For the time being, the major powers are intent on using multiple weapons to undermine terrorism. The UN Security Council recently toughened sanctions against Afghanistan's ruling Taliban regime to force it to turn over bin Laden for extradition.

The council has stressed that the sanctions are targeted at the Taliban leadership. But, as in the case of Iraq, under sanctions for 10 years now, there is widespread concern that such measures have a greater impact on civilians than on the ruling elite believed to be sponsoring terrorism.

And for those terrorists operating beyond state control, sanctions are less effective.

Ruth Wedgwood, an expert on international law at the Council on Foreign Relations, says a legal proceeding can help to expose and weaken terrorist networks.

"What terrorist networks thrive on is an attempt to secure political support and insofar as the careful proof and the lingering attention of a trial can help to horrify the world community at the tactics terrorist networks use, it's very useful as kind of a rallying point to undermine their legitimacy."

Wedgwood says there is growing intolerance among UN members for terrorist crimes, even those once seen as justified because they were politically motivated. She points to two recent UN conventions, in 1997 and 1999, that say terrorist bombing and financing of terrorism should be forbidden by all UN members.

Such international consensus will be crucial to combat what experts say is the shift from state-sponsored terrorism to groups operating on a lower level. The director of the U.S. Central Intelligence Agency, George Tenet, told a U.S. Senate Committee last week that terrorists are becoming more technically sophisticated and harder to trace.

"The threat from terrorism is real, it is immediate, and it is evolving.

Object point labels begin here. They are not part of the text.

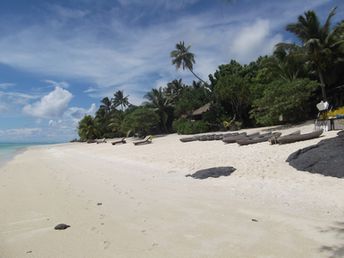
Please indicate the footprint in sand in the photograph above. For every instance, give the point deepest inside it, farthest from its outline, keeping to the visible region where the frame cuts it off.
(106, 244)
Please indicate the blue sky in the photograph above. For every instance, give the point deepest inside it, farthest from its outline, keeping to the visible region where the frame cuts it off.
(58, 59)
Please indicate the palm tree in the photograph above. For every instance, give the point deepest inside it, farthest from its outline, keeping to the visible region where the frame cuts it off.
(115, 121)
(120, 100)
(106, 105)
(181, 57)
(174, 89)
(288, 62)
(160, 103)
(87, 128)
(322, 43)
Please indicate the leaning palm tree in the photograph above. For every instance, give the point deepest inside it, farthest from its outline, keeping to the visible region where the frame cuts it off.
(160, 103)
(120, 100)
(174, 89)
(323, 44)
(87, 128)
(106, 105)
(182, 57)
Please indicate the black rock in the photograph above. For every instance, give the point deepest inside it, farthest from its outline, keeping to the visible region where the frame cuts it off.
(324, 158)
(61, 226)
(212, 172)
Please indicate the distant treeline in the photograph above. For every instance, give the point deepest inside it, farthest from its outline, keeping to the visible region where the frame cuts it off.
(276, 89)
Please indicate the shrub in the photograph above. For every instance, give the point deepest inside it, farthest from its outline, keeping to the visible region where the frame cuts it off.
(141, 121)
(184, 126)
(289, 99)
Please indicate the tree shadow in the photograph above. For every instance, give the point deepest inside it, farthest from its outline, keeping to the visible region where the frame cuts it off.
(335, 251)
(324, 158)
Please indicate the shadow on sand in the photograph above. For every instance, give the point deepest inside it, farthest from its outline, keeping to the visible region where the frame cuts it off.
(324, 158)
(334, 251)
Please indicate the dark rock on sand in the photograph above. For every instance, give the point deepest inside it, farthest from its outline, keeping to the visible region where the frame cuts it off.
(212, 172)
(324, 158)
(61, 226)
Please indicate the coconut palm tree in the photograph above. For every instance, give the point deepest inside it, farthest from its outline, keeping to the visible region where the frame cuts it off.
(120, 100)
(174, 89)
(322, 43)
(182, 57)
(106, 105)
(160, 103)
(288, 62)
(87, 128)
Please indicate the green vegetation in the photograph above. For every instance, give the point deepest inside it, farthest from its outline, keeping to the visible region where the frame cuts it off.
(281, 88)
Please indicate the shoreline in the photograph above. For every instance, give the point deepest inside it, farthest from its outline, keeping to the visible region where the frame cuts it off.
(130, 201)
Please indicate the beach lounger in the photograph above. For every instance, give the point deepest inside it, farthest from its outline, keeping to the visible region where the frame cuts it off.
(299, 137)
(121, 141)
(188, 139)
(101, 141)
(146, 140)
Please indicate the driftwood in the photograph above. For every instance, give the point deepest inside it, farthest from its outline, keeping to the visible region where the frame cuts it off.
(188, 139)
(212, 172)
(274, 139)
(119, 141)
(146, 140)
(235, 138)
(260, 138)
(299, 137)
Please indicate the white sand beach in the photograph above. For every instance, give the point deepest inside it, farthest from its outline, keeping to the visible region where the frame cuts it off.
(135, 201)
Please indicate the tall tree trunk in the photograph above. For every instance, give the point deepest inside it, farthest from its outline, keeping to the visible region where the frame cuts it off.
(197, 76)
(322, 85)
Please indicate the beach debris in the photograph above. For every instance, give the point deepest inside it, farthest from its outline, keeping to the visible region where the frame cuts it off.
(61, 226)
(212, 172)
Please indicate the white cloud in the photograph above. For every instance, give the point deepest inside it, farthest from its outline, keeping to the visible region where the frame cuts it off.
(72, 116)
(51, 105)
(252, 39)
(3, 108)
(159, 4)
(6, 85)
(20, 132)
(135, 58)
(55, 84)
(68, 13)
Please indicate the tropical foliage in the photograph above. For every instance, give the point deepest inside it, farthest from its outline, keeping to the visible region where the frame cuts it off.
(280, 88)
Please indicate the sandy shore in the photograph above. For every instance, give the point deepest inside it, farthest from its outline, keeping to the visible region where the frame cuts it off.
(135, 201)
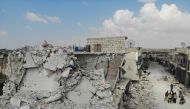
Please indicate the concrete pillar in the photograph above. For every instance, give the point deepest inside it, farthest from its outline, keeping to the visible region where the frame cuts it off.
(187, 74)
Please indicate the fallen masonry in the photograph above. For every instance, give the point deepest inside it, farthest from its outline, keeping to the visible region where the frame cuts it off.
(42, 77)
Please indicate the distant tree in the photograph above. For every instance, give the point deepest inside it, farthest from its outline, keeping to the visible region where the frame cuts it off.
(131, 43)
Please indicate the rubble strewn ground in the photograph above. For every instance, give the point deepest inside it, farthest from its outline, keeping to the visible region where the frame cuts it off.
(40, 78)
(150, 93)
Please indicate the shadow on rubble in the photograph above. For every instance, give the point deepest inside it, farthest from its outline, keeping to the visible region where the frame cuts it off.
(2, 81)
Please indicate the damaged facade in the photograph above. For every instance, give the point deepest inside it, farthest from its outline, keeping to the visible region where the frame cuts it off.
(107, 45)
(40, 77)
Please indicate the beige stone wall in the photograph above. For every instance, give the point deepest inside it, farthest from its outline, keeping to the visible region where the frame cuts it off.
(109, 44)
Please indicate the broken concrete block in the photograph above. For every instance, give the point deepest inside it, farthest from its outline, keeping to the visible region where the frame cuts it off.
(66, 72)
(29, 61)
(25, 107)
(53, 98)
(81, 94)
(14, 101)
(104, 94)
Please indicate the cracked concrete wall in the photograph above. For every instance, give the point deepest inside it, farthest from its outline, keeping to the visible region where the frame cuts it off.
(108, 44)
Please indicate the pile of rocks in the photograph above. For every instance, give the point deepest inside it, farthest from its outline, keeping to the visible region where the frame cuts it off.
(140, 96)
(40, 77)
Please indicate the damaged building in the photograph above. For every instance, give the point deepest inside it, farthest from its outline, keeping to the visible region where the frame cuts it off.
(42, 77)
(107, 44)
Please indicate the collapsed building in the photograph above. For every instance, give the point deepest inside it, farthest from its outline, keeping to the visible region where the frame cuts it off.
(40, 77)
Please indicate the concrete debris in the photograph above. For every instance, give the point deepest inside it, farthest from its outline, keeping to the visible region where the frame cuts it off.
(15, 101)
(40, 77)
(66, 72)
(25, 107)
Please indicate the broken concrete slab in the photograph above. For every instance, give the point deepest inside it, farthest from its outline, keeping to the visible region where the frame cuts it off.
(81, 94)
(14, 101)
(66, 72)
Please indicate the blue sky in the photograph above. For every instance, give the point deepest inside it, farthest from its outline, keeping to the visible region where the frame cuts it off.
(75, 18)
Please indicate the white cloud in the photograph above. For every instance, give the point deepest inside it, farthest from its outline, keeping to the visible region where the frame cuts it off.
(3, 33)
(153, 27)
(53, 19)
(34, 17)
(79, 24)
(85, 3)
(147, 1)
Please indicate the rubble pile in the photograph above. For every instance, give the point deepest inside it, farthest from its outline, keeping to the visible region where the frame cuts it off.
(139, 96)
(41, 78)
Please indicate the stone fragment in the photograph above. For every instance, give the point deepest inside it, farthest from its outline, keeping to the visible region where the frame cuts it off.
(14, 101)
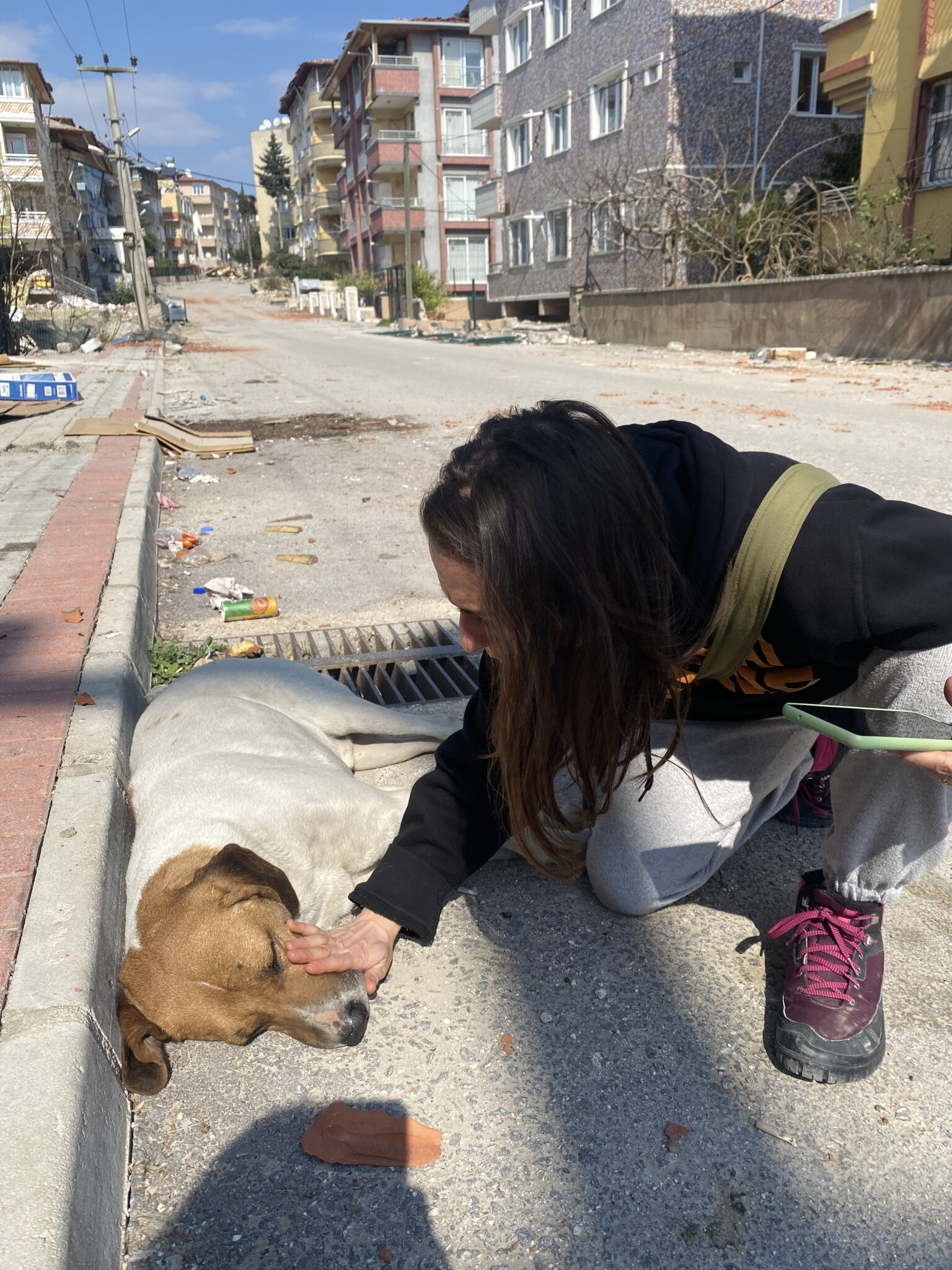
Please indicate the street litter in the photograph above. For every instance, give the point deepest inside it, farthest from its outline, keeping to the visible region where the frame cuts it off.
(353, 1135)
(775, 1133)
(244, 610)
(245, 648)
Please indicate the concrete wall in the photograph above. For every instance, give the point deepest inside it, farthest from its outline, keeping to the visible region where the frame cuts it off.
(895, 313)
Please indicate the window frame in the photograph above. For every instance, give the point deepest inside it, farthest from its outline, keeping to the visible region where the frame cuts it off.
(550, 40)
(565, 104)
(945, 117)
(518, 125)
(558, 211)
(601, 84)
(818, 52)
(522, 16)
(530, 235)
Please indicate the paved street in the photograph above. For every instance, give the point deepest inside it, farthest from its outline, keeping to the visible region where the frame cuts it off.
(553, 1156)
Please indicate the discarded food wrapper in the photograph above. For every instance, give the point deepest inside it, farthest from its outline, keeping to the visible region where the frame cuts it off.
(245, 648)
(225, 588)
(242, 610)
(355, 1135)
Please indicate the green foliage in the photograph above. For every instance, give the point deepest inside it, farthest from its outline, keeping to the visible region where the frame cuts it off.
(275, 173)
(428, 288)
(168, 658)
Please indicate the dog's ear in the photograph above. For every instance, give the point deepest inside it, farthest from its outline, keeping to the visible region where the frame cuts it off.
(244, 874)
(145, 1065)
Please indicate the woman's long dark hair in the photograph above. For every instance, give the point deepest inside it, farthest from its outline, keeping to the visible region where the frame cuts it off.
(558, 513)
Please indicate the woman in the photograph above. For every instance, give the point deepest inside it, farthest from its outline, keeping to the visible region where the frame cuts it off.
(589, 564)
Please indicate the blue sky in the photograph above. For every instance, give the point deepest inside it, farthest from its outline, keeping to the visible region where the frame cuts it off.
(207, 76)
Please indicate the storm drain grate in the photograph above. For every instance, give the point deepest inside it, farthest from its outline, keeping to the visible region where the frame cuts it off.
(391, 664)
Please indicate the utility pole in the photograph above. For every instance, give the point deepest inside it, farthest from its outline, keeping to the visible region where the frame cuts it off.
(408, 249)
(130, 211)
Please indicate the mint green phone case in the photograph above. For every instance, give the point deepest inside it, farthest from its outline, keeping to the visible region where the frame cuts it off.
(801, 714)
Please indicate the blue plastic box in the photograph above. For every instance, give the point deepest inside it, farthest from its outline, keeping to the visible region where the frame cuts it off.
(37, 386)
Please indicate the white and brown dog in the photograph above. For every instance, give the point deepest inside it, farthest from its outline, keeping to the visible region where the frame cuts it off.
(248, 813)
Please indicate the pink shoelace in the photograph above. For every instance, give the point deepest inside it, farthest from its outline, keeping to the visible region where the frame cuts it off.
(831, 943)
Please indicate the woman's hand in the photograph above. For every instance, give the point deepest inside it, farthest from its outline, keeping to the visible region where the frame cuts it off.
(936, 762)
(364, 944)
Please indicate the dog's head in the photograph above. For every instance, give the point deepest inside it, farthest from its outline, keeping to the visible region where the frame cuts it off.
(211, 966)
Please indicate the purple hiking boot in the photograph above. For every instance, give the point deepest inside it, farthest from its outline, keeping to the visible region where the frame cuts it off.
(832, 1030)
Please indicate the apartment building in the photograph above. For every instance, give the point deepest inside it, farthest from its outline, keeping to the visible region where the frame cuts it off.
(891, 63)
(178, 218)
(412, 83)
(276, 221)
(316, 162)
(25, 162)
(596, 103)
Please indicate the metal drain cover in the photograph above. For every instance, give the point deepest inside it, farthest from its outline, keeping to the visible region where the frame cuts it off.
(390, 664)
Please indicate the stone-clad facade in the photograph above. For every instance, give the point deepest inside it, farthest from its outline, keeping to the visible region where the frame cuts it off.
(648, 84)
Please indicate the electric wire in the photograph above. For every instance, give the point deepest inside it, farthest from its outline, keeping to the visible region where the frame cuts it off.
(86, 92)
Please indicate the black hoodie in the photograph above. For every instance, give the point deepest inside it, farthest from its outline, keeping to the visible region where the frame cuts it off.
(865, 573)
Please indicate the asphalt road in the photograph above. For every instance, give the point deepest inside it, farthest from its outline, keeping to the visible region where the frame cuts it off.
(553, 1156)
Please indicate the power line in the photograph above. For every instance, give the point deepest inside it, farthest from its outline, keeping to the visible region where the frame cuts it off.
(102, 48)
(86, 92)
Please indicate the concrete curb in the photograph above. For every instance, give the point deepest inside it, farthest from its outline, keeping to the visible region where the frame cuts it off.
(64, 1113)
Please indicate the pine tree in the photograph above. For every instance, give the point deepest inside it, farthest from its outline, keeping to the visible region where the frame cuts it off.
(275, 175)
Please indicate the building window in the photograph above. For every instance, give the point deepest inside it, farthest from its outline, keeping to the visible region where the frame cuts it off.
(519, 145)
(653, 71)
(558, 131)
(12, 83)
(467, 259)
(519, 243)
(558, 234)
(460, 196)
(459, 138)
(518, 42)
(938, 144)
(558, 20)
(462, 63)
(607, 107)
(809, 97)
(606, 229)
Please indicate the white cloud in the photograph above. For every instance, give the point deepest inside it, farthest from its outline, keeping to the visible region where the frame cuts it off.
(167, 109)
(257, 27)
(18, 41)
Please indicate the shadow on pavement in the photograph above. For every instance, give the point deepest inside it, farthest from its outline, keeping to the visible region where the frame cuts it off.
(265, 1204)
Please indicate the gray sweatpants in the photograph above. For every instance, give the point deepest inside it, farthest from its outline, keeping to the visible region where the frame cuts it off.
(890, 819)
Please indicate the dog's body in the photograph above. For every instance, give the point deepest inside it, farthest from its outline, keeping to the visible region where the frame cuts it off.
(247, 813)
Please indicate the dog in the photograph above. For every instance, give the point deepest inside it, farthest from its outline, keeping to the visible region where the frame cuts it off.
(247, 813)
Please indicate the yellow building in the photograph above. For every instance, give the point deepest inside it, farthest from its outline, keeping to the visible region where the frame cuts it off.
(894, 61)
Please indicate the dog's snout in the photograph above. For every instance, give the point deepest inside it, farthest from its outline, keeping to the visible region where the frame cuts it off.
(353, 1021)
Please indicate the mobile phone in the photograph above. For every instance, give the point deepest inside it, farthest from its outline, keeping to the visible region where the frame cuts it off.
(866, 728)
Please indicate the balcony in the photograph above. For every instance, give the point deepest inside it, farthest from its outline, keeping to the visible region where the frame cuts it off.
(484, 18)
(387, 216)
(395, 86)
(472, 144)
(487, 107)
(490, 201)
(385, 154)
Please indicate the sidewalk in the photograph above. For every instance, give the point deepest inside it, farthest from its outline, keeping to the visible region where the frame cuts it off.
(60, 506)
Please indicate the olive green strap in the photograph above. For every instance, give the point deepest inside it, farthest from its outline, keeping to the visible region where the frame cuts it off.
(758, 566)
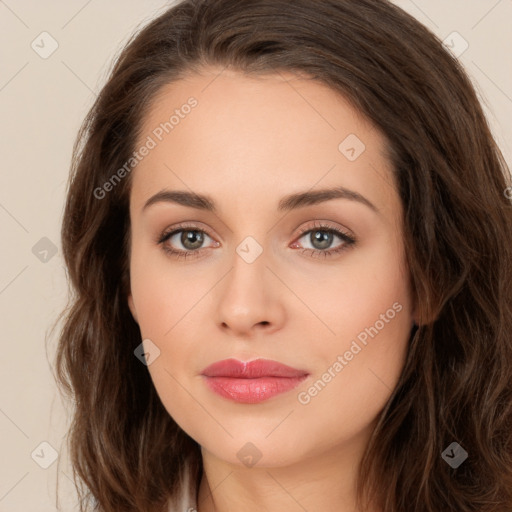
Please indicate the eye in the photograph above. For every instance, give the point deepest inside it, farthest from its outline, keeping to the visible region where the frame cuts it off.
(321, 238)
(190, 238)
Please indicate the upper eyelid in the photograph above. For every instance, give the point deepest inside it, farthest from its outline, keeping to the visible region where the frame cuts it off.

State-sponsored terrorism appears to have declined over the past five years, but transnational groups -- with decentralized leadership that makes them harder to identify and disrupt -- are emerging. We are seeing fewer centrally controlled operations, and more acts initiated and executed at lower levels."

But legal experts like Wedgwood are hopeful of what a trial against terrorists can accomplish. Wedgwood said the presentation of evidence in the bin Laden case, for example, has so far gone much smoother than the Lockerbie case at the same stage.

"One would never have supposed three years ago that you would have this kind of inside testimony by folks that were formerly adherents but who had left the cult of terror."

As some experts suggest, perhaps not the blunt instruments of sanctions or military force but the widely admired Western standards of justice will in the end prove most effective against terrorists.